Being an introvert, I never found the idea of dying alone to be all that disturbing. In fact I've had moments when I've thought that would be preferable to dying surrounded by people who want to invade my personal space, put their hands on me without permission, then proceed to slobber and cry all over me. But Into the Wild showed me how terrible dying alone can really be. The level of isolation Chris McCandless knew during his final months of life is something I can't even imagine. In one of the nightmares I've been having these past few nights I dream that I am Chris during his final days. I won't describe the dream. I'll just say that I don't want to be that alone when it is my time to die. It's just about the most horrible death I can imagine.
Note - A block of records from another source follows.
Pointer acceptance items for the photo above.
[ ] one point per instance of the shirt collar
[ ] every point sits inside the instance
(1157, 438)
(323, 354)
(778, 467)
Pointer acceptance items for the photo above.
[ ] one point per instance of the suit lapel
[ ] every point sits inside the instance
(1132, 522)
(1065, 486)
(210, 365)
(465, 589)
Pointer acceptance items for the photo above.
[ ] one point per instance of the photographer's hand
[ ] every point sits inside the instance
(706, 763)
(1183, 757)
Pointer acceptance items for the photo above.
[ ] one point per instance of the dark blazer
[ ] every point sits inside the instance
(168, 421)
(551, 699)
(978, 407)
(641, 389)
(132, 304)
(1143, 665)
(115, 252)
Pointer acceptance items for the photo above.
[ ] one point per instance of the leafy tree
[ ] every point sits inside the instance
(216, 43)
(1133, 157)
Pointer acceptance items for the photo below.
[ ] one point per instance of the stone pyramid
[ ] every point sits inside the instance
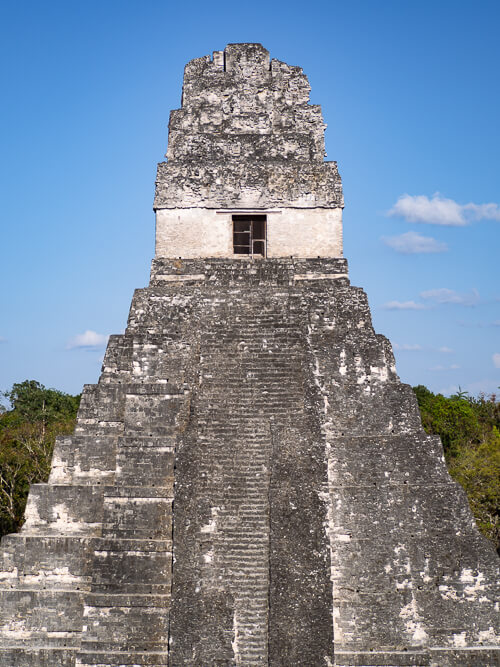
(248, 483)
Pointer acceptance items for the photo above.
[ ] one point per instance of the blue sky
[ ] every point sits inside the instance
(411, 97)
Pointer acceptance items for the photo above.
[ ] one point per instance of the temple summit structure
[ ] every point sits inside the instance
(249, 482)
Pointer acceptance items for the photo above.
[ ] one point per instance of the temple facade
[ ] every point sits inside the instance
(249, 482)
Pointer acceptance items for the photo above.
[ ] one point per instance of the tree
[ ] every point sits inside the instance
(469, 428)
(27, 436)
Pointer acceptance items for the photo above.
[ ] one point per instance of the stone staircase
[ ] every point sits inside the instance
(248, 481)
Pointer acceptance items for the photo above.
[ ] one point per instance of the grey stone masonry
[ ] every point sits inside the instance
(246, 128)
(249, 482)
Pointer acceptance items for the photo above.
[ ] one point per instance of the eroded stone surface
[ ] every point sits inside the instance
(248, 483)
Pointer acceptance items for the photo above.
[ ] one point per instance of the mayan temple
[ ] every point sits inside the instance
(249, 482)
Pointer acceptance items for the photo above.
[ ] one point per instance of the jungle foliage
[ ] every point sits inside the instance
(469, 428)
(27, 435)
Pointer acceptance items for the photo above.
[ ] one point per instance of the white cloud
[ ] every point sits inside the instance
(406, 346)
(403, 305)
(439, 210)
(88, 339)
(412, 243)
(445, 295)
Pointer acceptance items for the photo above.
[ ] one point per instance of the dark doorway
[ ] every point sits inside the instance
(249, 235)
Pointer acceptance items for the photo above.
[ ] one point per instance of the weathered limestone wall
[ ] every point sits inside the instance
(198, 232)
(249, 482)
(313, 520)
(246, 137)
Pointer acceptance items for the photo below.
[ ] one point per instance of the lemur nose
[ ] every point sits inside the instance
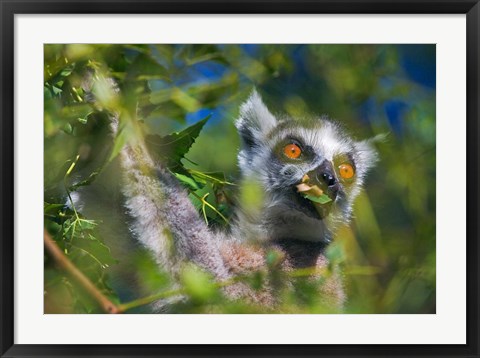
(328, 178)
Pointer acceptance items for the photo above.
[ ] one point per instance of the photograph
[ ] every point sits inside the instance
(240, 178)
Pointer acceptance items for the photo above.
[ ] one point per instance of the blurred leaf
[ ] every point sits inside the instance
(171, 149)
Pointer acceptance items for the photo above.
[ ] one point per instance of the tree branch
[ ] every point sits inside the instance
(63, 261)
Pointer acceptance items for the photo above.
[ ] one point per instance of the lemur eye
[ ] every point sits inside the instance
(292, 151)
(346, 171)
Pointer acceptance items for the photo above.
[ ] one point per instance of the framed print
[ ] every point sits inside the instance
(238, 178)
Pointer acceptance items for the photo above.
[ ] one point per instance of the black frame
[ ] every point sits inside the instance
(9, 8)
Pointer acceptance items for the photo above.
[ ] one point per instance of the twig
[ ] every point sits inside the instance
(63, 261)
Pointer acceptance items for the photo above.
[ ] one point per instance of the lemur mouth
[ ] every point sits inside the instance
(312, 197)
(308, 207)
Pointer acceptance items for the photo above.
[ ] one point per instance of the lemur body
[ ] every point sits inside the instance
(167, 223)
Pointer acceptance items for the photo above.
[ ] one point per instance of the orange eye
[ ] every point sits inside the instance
(292, 151)
(346, 171)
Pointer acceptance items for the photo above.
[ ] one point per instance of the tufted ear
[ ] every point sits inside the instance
(255, 121)
(366, 153)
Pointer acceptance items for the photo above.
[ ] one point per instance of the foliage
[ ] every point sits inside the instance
(186, 97)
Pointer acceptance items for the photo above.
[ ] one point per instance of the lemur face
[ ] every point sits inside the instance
(280, 154)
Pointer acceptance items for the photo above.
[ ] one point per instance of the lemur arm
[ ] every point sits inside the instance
(165, 220)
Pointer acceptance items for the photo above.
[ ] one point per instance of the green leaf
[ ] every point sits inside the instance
(86, 181)
(213, 177)
(95, 249)
(172, 148)
(188, 181)
(322, 199)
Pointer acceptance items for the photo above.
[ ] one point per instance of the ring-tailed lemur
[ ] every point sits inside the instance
(277, 154)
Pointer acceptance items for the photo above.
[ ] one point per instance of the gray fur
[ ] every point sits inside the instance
(166, 222)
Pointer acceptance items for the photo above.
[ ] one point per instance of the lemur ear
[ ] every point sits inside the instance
(366, 153)
(255, 120)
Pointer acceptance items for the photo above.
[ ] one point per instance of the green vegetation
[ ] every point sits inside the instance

He did not deserve to die like that. I know his story is something of a controversial one. For every person who views him as a hero, there is a least one person who who feels he got what was coming to him because of his own impulsiveness and lack of preparation. There are also the people who would say he was a jerk for ditching his family and not keeping in touch with those who loved him most. But I'll say it again. He did not deserve to die like that. No one deserves to die like that. Maybe he made mistakes, and maybe he has only himself to blame for his own demise, but that doesn't diminish the tragic nature of what happened. He went into the wild in search of something profound and encountered instead a lonely and painful death. I can only hope that there was peace also. I hope that God was with him and that he wasn't truly alone.

 The Lord is my shepherd; I shall not want.
He maketh me to lie down in green pastures: he leadeth me beside the still waters.
He restoreth my soul: he leadeth me in the paths of righteousness for his name's sake.
Yea, though I walk through the valley of the shadow of death, I will fear no evil: for thou art with me; thy rod and thy staff they comfort me.
Thou preparest a table before me in the presence of mine enemies: thou anointest my head with oil; my cup runneth over.
Surely goodness and mercy shall follow me all the days of my life: and I will dwell in the house of the Lord for ever.
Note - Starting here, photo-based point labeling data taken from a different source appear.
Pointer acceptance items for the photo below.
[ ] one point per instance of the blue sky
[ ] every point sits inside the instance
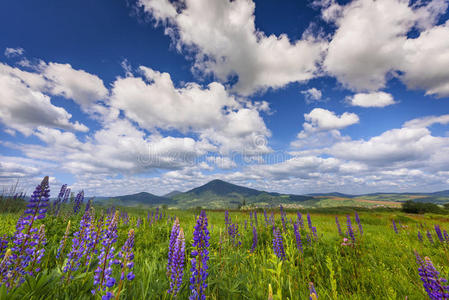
(116, 97)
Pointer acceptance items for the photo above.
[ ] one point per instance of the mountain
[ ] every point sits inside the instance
(219, 194)
(143, 198)
(172, 193)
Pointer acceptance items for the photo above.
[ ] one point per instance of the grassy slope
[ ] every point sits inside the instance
(382, 266)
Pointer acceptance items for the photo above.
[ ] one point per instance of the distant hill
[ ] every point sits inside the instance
(221, 194)
(172, 193)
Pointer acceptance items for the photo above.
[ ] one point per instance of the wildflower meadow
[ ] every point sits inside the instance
(70, 248)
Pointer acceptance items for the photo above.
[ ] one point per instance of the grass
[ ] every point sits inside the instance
(381, 265)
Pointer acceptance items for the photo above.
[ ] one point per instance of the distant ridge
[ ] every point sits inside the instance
(172, 193)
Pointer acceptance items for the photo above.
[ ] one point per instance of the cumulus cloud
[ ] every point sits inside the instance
(375, 99)
(320, 119)
(362, 56)
(261, 61)
(312, 94)
(210, 112)
(12, 52)
(23, 109)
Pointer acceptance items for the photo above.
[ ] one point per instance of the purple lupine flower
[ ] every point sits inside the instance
(298, 237)
(200, 256)
(419, 236)
(57, 203)
(4, 241)
(227, 220)
(300, 221)
(429, 236)
(66, 195)
(126, 256)
(176, 263)
(312, 291)
(103, 273)
(349, 227)
(357, 219)
(27, 241)
(439, 233)
(395, 228)
(309, 221)
(171, 245)
(78, 201)
(338, 225)
(433, 284)
(282, 217)
(254, 245)
(278, 244)
(79, 246)
(234, 235)
(63, 241)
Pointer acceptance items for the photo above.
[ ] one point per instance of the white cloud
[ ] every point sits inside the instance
(312, 94)
(23, 109)
(226, 43)
(375, 99)
(320, 119)
(222, 162)
(362, 56)
(210, 112)
(84, 88)
(12, 52)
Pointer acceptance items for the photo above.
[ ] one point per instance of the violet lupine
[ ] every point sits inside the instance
(429, 236)
(298, 237)
(234, 235)
(433, 284)
(254, 245)
(278, 244)
(282, 217)
(66, 196)
(200, 256)
(57, 203)
(312, 292)
(309, 221)
(103, 278)
(63, 241)
(359, 223)
(27, 240)
(338, 225)
(126, 256)
(78, 201)
(439, 233)
(171, 244)
(300, 221)
(349, 228)
(175, 268)
(395, 228)
(419, 236)
(4, 241)
(79, 246)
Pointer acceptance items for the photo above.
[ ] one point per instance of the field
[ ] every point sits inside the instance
(378, 262)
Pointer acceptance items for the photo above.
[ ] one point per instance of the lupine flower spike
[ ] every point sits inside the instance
(200, 256)
(176, 267)
(313, 293)
(433, 284)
  1. I have neither seen nor read Into the Wild, but I was intrigued when I saw that it disturbed you. I think I can see why though. I'm not a horror movie fan, but I do read lots of dark, gory, emotional books, and those I'm fine with. But the ones that are truly disturbing aren't the fantastical, showy, gory ones. They're the ones that hit something more realistic and basic inside you.

    While I was reading your post, I couldn't help but think of The Time Traveler's Wife because that was my most disturbing book. Obviously that wasn't real in the way that Into the Wild was, but I had nightmares and slept restlessly for the few days it took me to read it, and never has any other book done that to me. So anyway, a bit of a tangent, but I think I get what you mean by how the movie affected you.

    1. It was interesting because the final scenes of the movie are not really all that visually disturbing; it was the idea they conveyed that hit me. It was like I could almost feel what he was feeling in those final moments, and I knew that the reality had been a lot worse than what is shown in the film.

      I actually loved the Time Traveler's Wife, oddly enough. I'm not usually a chick flick, or chick lit, kind of girl so a romance novel has to have something really special about it or I won't like it. A tragic ending can sometimes do it for me, but even then I have to really love the characters or I won't feel anything. The Time Traveler's Wife made me cry, something a lot of supposed tear-jerkers generally fail to do, so it's now one of my favorite books.